Click Android Options, scroll down to Advanced button. Click Advanced button.

Uncheck all Intel platform (or check them all, based on your preference) and click Close.

Press CTRL+S to save changes. Create a new archive of your application (menu Build – Archive…)

Upload the new AAB.

If you don’t know how to switch to AAB, just go back to Android Options. Search for Android Package Format and select ‘bundle’.

19. September 2019

Xamarin Visual Studio – Error ADB0020 Android ABI mismatch

Following error message might pop-up when you to run Xamarin app on Android:

Error ADB0020: Android ABI mismatch. You are deploying an app supporting ‘armeabi-v7a’ ABIs to an incompatible device of ABI ‘x86’. You should either create an emulator matching one of your app’s ABIs or add ‘x86’ to the list of ABIs your app builds for.

Here is how you can resolve it.

In Solution Explorer select your project.

Right-click and select Properties or press Alt+Enter.

Select Android Options, scroll down. In right bottom corner click Advanced button.

From the drop down menu select desired architecture, e.g. x86_x64.

Note: After changing any checkbox it is necessary to wait a bit so that Visual Studio syncs the preferences.

Now you should be able to run the project.

8. June 2019

How to add custom mapping of a hostname to IP address in Android Emulator

There is a simple trick which allows your application to resolve a hostname to IP address defined by you even in cases when you do not have access to DNS server. This trick could be also used when you’re connected via VPN and the emulator is not able to resolve DNS record available only in private network.

Let’s add following hostname record which should be resolved by application on Android:

192.168.1.2 test.georgik.rocks

First of all, you need to start your AVD with parameter ‘-writable-system’, because emulator’s filesystem is by default read-only.

Let’s get names of available AVDs.

Example for macOS:

cd ~/Library/Android/sdk/tools
./emulator -avd -list

The output might look like:

Pixel_2_API_23
Pixel_2_API_24

Start the emulator:

./emulator -avd "Pixel_2_API_23" -writable-system

You should see the following warning:

emulator: WARNING: System image is writable

The emulator will start.
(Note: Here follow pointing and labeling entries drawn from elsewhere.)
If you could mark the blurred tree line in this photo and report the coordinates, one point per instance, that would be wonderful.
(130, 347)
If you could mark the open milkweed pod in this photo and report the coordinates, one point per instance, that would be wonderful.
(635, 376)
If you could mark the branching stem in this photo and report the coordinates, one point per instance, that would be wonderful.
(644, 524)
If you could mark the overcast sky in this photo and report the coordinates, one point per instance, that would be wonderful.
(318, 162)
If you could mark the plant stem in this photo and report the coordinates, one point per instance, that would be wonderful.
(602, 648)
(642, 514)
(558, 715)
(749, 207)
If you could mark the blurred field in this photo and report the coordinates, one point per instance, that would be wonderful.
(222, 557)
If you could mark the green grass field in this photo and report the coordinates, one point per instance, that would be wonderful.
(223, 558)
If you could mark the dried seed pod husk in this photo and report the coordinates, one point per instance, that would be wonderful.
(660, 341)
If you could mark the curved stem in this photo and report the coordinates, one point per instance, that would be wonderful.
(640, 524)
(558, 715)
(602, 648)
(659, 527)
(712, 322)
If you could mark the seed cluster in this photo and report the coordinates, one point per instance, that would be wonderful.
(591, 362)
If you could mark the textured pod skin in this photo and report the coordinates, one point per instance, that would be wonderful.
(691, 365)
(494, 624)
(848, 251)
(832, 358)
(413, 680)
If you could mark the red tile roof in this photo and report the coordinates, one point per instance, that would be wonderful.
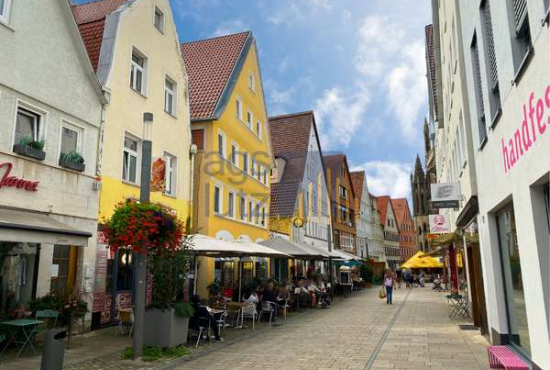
(382, 204)
(95, 10)
(209, 65)
(400, 209)
(357, 180)
(90, 18)
(289, 140)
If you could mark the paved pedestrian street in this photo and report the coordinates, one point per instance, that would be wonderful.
(360, 332)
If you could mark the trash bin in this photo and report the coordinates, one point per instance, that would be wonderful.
(54, 349)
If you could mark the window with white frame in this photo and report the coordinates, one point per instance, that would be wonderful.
(71, 137)
(28, 125)
(242, 207)
(234, 154)
(4, 9)
(138, 72)
(245, 162)
(170, 174)
(239, 108)
(249, 119)
(231, 204)
(257, 214)
(259, 129)
(251, 81)
(159, 19)
(221, 144)
(170, 96)
(130, 159)
(217, 199)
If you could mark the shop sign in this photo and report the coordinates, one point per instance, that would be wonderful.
(445, 195)
(534, 125)
(439, 224)
(7, 181)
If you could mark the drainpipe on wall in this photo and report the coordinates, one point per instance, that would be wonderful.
(192, 154)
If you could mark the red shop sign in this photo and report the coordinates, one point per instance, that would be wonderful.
(15, 182)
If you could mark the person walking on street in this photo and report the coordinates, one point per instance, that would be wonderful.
(389, 284)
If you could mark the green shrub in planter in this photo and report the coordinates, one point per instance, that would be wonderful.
(73, 157)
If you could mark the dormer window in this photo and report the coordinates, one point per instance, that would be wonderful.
(159, 19)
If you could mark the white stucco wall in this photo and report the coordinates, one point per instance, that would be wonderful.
(45, 67)
(520, 184)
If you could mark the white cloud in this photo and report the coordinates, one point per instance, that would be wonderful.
(339, 115)
(407, 89)
(230, 27)
(387, 178)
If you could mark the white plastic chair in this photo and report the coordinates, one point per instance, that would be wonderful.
(268, 308)
(249, 311)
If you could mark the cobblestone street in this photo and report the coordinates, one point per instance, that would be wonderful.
(360, 332)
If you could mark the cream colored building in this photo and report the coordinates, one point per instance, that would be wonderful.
(48, 207)
(140, 63)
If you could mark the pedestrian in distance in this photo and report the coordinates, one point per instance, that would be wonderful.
(398, 274)
(389, 284)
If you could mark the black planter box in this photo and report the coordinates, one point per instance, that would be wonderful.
(29, 152)
(71, 165)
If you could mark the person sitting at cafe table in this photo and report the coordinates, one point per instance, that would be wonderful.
(204, 314)
(270, 295)
(314, 291)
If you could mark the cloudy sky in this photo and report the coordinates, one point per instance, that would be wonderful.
(359, 64)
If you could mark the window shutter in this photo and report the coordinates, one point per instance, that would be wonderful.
(490, 43)
(520, 11)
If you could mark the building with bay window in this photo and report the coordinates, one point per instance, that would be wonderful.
(133, 48)
(506, 47)
(48, 155)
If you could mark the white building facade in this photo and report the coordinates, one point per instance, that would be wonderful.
(507, 54)
(50, 119)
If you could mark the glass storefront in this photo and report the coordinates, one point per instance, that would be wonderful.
(513, 281)
(17, 275)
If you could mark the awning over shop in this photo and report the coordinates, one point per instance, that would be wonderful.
(29, 227)
(210, 247)
(293, 249)
(422, 260)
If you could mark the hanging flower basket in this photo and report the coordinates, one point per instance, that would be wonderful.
(144, 227)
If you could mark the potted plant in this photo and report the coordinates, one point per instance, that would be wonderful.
(151, 229)
(72, 160)
(29, 147)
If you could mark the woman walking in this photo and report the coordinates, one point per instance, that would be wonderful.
(389, 284)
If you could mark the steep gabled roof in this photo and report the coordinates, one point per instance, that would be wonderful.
(357, 180)
(90, 18)
(400, 209)
(213, 65)
(334, 163)
(290, 141)
(382, 204)
(283, 198)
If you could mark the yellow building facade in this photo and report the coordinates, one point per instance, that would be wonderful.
(139, 62)
(232, 182)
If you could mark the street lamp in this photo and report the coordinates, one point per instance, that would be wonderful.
(140, 282)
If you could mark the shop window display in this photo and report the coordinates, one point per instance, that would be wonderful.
(513, 281)
(18, 262)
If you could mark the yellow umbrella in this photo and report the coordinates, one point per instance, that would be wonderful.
(421, 261)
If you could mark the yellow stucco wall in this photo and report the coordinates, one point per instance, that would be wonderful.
(124, 115)
(214, 170)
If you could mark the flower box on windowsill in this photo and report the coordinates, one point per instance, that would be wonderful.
(29, 152)
(80, 167)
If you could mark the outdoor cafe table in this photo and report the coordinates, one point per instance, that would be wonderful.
(24, 328)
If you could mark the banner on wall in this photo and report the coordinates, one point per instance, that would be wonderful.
(446, 195)
(439, 224)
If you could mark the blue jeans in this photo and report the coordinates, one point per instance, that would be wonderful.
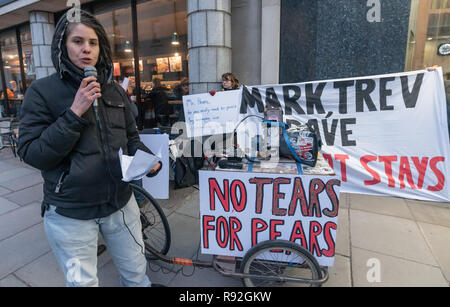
(74, 243)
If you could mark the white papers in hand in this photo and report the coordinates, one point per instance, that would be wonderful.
(135, 168)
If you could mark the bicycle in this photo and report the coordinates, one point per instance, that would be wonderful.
(289, 265)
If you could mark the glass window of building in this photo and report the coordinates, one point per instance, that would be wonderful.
(163, 58)
(429, 35)
(116, 19)
(27, 55)
(162, 27)
(11, 73)
(11, 63)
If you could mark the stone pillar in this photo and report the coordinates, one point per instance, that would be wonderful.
(42, 26)
(209, 43)
(270, 41)
(246, 32)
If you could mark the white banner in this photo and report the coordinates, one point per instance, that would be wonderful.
(383, 135)
(158, 186)
(239, 210)
(208, 114)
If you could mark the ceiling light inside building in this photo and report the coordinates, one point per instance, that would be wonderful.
(175, 41)
(128, 47)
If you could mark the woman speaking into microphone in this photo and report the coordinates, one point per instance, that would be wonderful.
(76, 148)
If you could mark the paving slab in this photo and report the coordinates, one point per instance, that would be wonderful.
(340, 273)
(23, 248)
(12, 281)
(204, 277)
(20, 219)
(7, 206)
(380, 204)
(22, 182)
(42, 272)
(4, 191)
(13, 173)
(389, 235)
(185, 232)
(438, 237)
(343, 233)
(371, 269)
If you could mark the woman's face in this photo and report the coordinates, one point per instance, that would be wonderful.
(227, 84)
(82, 46)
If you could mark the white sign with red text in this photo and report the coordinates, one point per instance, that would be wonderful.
(239, 210)
(383, 135)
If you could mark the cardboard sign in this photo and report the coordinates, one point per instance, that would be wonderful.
(158, 186)
(384, 135)
(209, 115)
(239, 210)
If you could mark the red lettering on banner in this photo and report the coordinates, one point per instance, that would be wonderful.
(206, 228)
(274, 234)
(298, 234)
(329, 239)
(343, 159)
(315, 229)
(214, 189)
(388, 168)
(441, 178)
(298, 194)
(260, 182)
(421, 166)
(258, 225)
(276, 210)
(333, 198)
(316, 187)
(404, 170)
(222, 231)
(364, 162)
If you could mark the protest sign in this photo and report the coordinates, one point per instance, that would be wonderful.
(208, 114)
(158, 186)
(239, 210)
(383, 135)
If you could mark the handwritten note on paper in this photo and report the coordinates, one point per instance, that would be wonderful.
(208, 115)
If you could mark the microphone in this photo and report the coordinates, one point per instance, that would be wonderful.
(91, 71)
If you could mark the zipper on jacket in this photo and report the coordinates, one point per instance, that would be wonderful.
(60, 181)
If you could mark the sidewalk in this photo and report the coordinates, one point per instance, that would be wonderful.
(409, 240)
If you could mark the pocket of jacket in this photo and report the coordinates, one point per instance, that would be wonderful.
(115, 113)
(60, 181)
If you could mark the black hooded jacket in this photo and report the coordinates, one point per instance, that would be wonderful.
(78, 157)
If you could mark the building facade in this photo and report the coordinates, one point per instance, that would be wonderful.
(260, 41)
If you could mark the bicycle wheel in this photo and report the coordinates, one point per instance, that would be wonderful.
(280, 263)
(155, 227)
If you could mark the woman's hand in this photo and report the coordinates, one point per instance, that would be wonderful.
(87, 93)
(155, 170)
(433, 68)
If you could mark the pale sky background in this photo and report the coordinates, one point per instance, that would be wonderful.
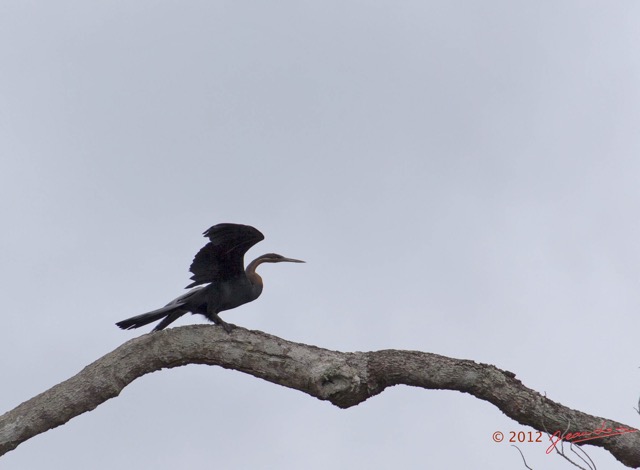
(461, 177)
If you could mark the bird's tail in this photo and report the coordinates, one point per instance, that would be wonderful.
(169, 313)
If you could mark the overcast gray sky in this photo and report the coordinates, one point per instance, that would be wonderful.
(461, 177)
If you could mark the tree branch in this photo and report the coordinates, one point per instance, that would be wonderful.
(344, 379)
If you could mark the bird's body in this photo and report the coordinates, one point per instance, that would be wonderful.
(220, 281)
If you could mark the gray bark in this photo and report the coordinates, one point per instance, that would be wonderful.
(344, 379)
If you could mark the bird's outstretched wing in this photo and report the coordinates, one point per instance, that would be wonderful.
(223, 257)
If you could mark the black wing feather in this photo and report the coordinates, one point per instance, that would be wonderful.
(223, 257)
Now you need to remount the filesystem so it will become writable. This could be done via adb tool which is in platform-tools directory.

Version for macOS:

cd ~/Library/Android/sdk/platform-tools
./adb remount

Now you can start the shell and append the line with configuration to /etc/hosts:

./adb shell 'echo "192.168.1.2 test.georgik.rocks" >> /etc/hosts'

Now you can test the configuration by ping:

root@generic_x86_64:/etc # ping test.georgik.rocks
PING test.georgik.rocks (192.168.1.2) 56(84) bytes of data.

7. June 2019

How to solve Android Emulator java.io.FileNotFoundException open failed: EACCES (Permission denied)
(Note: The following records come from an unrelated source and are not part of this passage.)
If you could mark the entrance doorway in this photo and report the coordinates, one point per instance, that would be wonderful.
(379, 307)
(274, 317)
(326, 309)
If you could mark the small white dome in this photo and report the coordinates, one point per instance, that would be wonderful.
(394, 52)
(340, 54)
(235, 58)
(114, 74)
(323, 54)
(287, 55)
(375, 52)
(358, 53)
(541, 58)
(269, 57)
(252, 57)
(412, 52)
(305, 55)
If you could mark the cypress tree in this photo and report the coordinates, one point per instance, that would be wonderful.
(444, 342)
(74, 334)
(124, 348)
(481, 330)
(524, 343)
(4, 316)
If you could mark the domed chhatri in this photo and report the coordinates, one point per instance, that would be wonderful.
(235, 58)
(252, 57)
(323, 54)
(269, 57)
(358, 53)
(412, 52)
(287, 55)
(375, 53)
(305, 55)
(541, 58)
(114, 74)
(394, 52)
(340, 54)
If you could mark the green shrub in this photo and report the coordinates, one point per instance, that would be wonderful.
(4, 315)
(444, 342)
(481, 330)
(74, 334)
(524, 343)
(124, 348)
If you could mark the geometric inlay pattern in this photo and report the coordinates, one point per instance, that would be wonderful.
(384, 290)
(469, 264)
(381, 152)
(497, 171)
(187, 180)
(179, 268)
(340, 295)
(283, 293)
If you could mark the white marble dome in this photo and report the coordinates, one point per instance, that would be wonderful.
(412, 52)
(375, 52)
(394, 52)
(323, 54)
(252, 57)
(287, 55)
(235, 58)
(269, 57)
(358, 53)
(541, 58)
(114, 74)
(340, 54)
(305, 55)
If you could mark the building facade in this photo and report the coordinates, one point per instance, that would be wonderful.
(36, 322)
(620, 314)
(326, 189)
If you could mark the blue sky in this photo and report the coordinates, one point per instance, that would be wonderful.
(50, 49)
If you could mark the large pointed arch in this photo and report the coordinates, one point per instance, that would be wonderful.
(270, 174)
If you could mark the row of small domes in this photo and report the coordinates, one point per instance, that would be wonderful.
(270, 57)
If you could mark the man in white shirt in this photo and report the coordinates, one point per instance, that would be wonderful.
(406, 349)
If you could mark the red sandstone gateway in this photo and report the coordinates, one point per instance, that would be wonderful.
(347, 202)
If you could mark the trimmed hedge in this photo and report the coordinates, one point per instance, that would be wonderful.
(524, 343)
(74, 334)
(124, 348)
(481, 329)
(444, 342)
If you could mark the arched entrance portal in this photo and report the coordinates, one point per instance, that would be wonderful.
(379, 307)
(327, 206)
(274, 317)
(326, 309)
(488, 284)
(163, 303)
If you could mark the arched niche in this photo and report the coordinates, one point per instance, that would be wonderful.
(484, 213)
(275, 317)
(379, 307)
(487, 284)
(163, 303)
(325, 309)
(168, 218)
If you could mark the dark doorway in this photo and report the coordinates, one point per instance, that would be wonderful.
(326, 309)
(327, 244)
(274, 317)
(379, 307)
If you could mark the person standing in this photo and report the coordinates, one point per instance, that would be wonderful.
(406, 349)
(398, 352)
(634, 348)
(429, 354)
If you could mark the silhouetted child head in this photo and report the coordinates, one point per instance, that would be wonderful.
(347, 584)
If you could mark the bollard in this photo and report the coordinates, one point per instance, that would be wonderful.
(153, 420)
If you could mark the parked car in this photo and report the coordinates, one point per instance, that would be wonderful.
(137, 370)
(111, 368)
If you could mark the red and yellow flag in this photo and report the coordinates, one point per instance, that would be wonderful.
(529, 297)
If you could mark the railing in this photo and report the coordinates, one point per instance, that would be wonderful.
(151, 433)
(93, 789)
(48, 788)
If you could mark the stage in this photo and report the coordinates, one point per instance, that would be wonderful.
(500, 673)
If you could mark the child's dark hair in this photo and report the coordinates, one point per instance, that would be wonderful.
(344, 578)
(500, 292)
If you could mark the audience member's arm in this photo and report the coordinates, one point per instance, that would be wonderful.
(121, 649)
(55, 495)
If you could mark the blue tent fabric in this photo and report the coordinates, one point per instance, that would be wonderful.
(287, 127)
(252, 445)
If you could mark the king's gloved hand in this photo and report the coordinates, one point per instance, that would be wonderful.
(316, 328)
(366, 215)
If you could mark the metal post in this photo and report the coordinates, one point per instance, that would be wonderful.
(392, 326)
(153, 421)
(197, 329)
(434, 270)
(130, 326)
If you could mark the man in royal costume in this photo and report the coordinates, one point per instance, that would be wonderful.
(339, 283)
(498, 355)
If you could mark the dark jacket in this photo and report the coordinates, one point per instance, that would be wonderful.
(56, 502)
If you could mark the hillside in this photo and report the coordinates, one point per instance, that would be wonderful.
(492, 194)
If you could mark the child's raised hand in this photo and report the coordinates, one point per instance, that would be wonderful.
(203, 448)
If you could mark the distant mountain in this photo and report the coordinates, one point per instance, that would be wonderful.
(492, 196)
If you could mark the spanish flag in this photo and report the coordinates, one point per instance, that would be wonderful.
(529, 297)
Following error in Android application is very annoying and you may waste several hours by hunting the root cause:

D/file: java.io.FileNotFoundException: /storage/emulated/0/Download/20190604_084533.jpg: 
open failed: EACCES (Permission denied)

It might occur even when the manifest is correct and contains proper permission:

<uses-permission android:name="android.permission.READ_EXTERNAL_STORAGE"/>

Here is sample code which will pass on file existence check, but the execution will fail on readBytes:

var file:File = File("/storage/emulated/0/Download/20190604_084533.jpg")
if (file.exists()) {
    val content:ByteArray;
    Log.d("file", "exist")
    try {
        content = f.readBytes()
     } catch (FileNotFoundException) {
        Log.d("file", e.toString())
     }

} else {
     Log.d("file", "does not exist")
}

To fix this problem it is necessary to go to Settings – Apps – My App – Permission.

Access to Storage is probably disabled. Tap Storage to enable it:

With enabled Storage option, the application was able to read the file.
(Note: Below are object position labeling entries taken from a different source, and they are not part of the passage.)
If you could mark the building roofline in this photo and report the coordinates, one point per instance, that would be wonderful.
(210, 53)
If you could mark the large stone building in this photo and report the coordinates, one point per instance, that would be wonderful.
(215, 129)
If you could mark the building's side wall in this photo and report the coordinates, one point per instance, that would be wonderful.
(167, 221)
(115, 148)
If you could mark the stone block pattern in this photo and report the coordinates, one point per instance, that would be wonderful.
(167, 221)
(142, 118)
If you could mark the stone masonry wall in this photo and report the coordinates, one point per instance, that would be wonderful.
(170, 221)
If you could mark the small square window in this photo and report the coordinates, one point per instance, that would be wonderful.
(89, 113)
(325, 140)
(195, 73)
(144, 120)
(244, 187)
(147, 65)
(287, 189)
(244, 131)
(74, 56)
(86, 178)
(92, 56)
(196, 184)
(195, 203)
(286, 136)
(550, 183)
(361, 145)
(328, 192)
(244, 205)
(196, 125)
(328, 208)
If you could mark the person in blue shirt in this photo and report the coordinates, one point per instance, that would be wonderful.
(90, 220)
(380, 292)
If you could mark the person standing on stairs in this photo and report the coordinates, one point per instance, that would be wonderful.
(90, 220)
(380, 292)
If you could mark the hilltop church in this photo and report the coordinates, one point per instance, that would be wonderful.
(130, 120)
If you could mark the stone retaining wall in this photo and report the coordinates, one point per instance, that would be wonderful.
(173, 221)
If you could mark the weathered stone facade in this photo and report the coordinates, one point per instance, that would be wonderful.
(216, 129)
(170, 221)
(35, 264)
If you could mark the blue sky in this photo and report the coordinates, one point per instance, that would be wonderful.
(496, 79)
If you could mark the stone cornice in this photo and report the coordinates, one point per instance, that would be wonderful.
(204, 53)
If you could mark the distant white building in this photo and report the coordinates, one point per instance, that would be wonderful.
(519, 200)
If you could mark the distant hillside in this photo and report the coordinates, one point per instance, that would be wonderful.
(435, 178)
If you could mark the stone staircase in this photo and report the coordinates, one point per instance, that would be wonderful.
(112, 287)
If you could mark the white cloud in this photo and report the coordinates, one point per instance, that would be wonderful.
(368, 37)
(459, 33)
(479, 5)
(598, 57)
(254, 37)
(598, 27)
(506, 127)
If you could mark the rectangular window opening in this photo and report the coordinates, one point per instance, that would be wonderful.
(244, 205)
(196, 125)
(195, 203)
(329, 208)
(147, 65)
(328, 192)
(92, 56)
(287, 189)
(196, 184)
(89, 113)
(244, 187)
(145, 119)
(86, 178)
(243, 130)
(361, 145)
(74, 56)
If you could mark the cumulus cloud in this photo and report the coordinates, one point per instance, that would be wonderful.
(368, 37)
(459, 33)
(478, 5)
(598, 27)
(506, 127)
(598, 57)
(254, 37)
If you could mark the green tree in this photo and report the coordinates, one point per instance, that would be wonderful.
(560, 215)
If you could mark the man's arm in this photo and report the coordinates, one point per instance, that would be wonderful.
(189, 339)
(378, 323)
To solve this problem in a proper way, it’s necessary to add a request for permission to the code. Here is a sample in Kotlin:

val MY_READ_EXTERNAL_REQUEST : Int = 1
if (checkSelfPermission(
    Manifest.permission.READ_EXTERNAL_STORAGE) != PackageManager.PERMISSION_GRANTED) {
        requestPermissions(arrayOf(Manifest.permission.READ_EXTERNAL_STORAGE), MY_READ_EXTERNAL_REQUEST)
}

You can find more details about requesting permissions in Android documentation.